Theory 2: Someone involved financially or operationally with the Venezuelan component of Noriega’s Vision Americas operation possibly has a grudge against Cedeno. Anyone who has spent serious time in-country in Venezuela knows that the country’s banking system is hugely corrupt – before and since Chavez. There are a handful of good banks managed professionally by men and women of great integrity and honesty. But generally, Venezuelan bankers are a scurrilous pack of scoundrels. Cedeno made a lot of money in banking and likely stepped on toes whilst climbing fortune’s ladder. It’s plausible that someone with a direct or indirect stake in the Venezuelan components of Vision Americas are using Noriega, again unwittingly, to disseminate disinformation calculated to make Cedeno appear to be involved in drug trafficking – even if by extension that meme also discredits Aponte Aponte.
Theory 3: Noriega is ambitious, impulsive, but also a bit naïve, considering that he apparently accepts the information he receives via Rodil as 100% genuine.

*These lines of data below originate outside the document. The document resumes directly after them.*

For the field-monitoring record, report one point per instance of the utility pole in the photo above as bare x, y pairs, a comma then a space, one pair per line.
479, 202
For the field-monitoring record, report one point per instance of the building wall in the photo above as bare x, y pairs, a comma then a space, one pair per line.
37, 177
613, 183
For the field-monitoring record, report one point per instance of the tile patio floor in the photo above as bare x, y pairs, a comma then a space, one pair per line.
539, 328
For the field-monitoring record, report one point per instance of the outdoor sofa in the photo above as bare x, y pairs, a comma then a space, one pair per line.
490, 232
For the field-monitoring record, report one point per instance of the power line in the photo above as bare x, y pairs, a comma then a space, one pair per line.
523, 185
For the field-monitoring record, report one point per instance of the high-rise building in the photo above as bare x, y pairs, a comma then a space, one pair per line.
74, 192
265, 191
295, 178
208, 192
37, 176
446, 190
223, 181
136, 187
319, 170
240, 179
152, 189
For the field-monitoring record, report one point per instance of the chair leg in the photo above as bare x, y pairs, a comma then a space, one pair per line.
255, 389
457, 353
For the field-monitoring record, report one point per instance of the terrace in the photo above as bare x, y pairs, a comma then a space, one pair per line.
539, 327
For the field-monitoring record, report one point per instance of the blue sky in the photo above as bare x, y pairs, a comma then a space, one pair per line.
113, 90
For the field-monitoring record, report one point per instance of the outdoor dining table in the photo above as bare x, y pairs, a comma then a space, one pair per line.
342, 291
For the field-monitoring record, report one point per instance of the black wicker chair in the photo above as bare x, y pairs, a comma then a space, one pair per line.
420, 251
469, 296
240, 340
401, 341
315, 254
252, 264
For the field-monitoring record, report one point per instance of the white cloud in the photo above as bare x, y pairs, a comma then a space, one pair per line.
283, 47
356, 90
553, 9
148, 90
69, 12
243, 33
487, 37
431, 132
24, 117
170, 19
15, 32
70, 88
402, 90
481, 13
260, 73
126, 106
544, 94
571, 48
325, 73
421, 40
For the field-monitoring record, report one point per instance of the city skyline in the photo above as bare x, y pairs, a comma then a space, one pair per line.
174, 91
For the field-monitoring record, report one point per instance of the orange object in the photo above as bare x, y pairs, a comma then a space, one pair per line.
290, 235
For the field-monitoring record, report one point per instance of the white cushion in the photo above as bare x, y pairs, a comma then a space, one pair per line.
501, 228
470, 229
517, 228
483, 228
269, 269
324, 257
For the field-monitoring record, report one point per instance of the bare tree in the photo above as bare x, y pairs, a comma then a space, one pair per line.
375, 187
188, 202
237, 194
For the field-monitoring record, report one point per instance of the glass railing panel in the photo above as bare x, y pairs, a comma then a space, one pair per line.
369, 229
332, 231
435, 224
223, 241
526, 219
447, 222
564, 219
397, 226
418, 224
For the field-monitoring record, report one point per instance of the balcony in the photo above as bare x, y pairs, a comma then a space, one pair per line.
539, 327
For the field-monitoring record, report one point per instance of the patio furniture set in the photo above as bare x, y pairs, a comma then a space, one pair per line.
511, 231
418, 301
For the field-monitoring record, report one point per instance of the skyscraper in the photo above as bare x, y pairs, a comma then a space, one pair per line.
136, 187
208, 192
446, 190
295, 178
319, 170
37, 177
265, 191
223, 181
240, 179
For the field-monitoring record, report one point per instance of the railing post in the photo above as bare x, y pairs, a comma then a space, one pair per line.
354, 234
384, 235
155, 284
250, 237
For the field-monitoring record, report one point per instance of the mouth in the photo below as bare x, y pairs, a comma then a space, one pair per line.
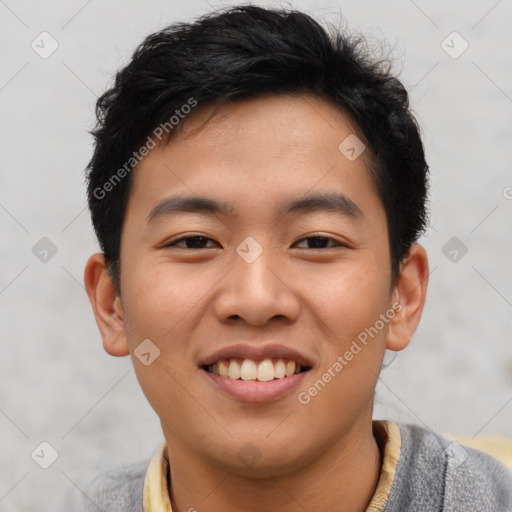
263, 370
255, 374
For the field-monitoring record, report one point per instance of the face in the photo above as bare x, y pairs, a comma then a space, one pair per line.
260, 277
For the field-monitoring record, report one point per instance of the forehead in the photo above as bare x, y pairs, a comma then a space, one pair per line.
267, 149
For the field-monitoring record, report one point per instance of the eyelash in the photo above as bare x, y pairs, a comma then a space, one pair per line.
329, 239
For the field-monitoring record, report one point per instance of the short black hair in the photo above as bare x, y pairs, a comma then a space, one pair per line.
239, 53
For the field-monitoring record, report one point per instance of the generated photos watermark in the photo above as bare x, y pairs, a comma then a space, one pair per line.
151, 143
304, 397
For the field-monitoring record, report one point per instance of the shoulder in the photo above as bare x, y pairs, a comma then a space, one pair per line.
434, 473
118, 490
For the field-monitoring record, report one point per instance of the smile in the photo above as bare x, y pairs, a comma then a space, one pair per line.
252, 370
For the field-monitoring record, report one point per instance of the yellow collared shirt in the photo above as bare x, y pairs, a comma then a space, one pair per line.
387, 433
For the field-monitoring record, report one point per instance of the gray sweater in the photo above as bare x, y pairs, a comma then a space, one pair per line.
432, 474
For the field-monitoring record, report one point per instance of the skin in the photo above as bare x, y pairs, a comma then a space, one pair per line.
190, 302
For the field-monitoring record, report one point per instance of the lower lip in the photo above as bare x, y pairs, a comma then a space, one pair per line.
254, 390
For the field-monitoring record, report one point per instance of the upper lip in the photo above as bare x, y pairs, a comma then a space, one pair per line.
256, 352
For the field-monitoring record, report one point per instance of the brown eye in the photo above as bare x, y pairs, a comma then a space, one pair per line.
320, 242
191, 242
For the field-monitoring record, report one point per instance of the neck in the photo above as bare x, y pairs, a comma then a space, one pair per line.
344, 477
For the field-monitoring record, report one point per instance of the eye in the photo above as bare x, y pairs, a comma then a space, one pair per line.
319, 242
192, 242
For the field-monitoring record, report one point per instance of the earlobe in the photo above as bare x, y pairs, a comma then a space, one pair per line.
409, 293
106, 306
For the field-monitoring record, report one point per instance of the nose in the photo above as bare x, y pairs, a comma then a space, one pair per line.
257, 291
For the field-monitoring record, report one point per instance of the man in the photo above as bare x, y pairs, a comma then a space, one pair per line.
257, 188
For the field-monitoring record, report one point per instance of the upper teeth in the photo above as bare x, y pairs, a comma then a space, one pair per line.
247, 369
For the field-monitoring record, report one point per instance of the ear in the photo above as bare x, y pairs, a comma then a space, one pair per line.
410, 293
106, 305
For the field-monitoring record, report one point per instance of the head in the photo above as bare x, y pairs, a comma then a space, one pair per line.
306, 183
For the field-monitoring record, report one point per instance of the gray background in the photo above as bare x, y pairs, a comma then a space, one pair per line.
57, 383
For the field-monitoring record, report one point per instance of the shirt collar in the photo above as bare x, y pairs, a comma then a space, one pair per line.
387, 434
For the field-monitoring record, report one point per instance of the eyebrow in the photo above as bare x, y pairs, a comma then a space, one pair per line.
317, 202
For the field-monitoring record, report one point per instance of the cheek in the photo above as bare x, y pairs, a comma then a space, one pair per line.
348, 299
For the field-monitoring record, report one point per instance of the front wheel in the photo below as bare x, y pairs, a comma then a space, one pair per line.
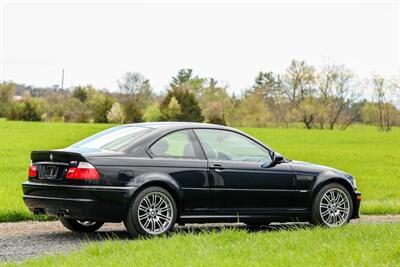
332, 206
81, 225
152, 212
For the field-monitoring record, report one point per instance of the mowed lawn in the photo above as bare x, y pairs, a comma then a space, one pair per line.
352, 245
372, 157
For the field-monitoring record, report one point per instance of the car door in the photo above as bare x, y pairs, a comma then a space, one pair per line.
179, 155
241, 179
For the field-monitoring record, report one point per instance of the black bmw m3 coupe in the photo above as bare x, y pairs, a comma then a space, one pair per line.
154, 175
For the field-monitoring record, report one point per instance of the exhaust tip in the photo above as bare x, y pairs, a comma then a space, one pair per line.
38, 211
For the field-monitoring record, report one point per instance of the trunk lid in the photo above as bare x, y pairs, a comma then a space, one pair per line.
52, 165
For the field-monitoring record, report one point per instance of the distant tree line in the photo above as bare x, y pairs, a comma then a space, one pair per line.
328, 97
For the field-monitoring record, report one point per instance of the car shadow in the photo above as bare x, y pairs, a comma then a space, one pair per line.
122, 234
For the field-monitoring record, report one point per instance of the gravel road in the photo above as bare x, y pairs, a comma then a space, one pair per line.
23, 240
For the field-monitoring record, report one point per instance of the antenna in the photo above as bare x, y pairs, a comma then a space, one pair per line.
62, 80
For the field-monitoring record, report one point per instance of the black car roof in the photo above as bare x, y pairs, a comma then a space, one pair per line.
177, 125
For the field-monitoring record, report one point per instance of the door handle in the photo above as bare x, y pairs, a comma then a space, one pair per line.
216, 167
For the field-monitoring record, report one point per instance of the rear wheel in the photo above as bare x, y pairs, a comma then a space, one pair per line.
152, 212
332, 206
81, 225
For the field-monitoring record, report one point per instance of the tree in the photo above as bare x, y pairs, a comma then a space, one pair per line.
299, 86
183, 90
189, 108
173, 111
136, 95
99, 103
153, 113
269, 87
81, 92
28, 109
116, 114
336, 91
7, 91
385, 109
186, 80
214, 102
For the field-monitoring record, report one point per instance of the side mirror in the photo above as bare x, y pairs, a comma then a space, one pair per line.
276, 159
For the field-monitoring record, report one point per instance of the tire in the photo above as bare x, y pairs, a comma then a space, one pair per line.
152, 212
332, 206
81, 225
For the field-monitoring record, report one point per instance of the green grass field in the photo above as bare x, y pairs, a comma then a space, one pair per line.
352, 245
372, 157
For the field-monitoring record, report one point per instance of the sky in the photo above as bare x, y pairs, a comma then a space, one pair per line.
97, 42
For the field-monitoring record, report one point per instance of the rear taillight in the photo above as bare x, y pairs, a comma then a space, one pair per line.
32, 170
84, 171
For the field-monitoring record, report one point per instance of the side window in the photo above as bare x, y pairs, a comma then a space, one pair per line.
226, 145
176, 145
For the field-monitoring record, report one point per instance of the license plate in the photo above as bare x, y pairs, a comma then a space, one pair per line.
50, 172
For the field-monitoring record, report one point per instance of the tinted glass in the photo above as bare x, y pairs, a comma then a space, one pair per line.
115, 138
176, 144
226, 145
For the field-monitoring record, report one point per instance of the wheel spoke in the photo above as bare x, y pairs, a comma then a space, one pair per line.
155, 213
334, 207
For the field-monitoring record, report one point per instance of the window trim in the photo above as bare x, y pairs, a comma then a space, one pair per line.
269, 151
198, 150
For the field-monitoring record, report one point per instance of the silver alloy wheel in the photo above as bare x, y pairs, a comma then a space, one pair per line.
86, 223
155, 213
334, 207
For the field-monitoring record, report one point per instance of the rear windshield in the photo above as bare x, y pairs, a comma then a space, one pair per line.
116, 138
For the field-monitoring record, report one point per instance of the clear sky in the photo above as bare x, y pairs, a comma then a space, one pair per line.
97, 42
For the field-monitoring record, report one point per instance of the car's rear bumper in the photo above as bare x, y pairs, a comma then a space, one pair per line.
356, 204
101, 203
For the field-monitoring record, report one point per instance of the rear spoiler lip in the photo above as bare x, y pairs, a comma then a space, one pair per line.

Washington is an intoxicating – and too often also toxic – place to work. The notorious “revolving door” permits former government officials to leverage the contacts made whilst in government to earn a living as private consultants and lobbyists, always eyeing possible future job opportunities in the next administration. When Latin American moneyed types and governments are seeking influence in Washington, DC, they tend to seek out former highly-placed government officials-turned-consultants/lobbyists (i.e. political access merchants). But Latin America generally is small potatoes with both political parties, and the competition for consulting/lobbying contracts and government posts involving Latin America is fierce. To be taken into account by the big dawgs in DC’s politics, one must stand apart from the rest of the crowd. Yet at the same time, the “pool” of Latin America expertise – and particularly Venezuela expertise – tends to be very small and decidedly too partisan in some quarters. Visualize Moses parting the waters in a turtle bowl. Maybe it’s just a case of trying too hard to stand out above the rest.
Me sainted Irish grandmother, God rest her soul, would have said, “Meshuggah!”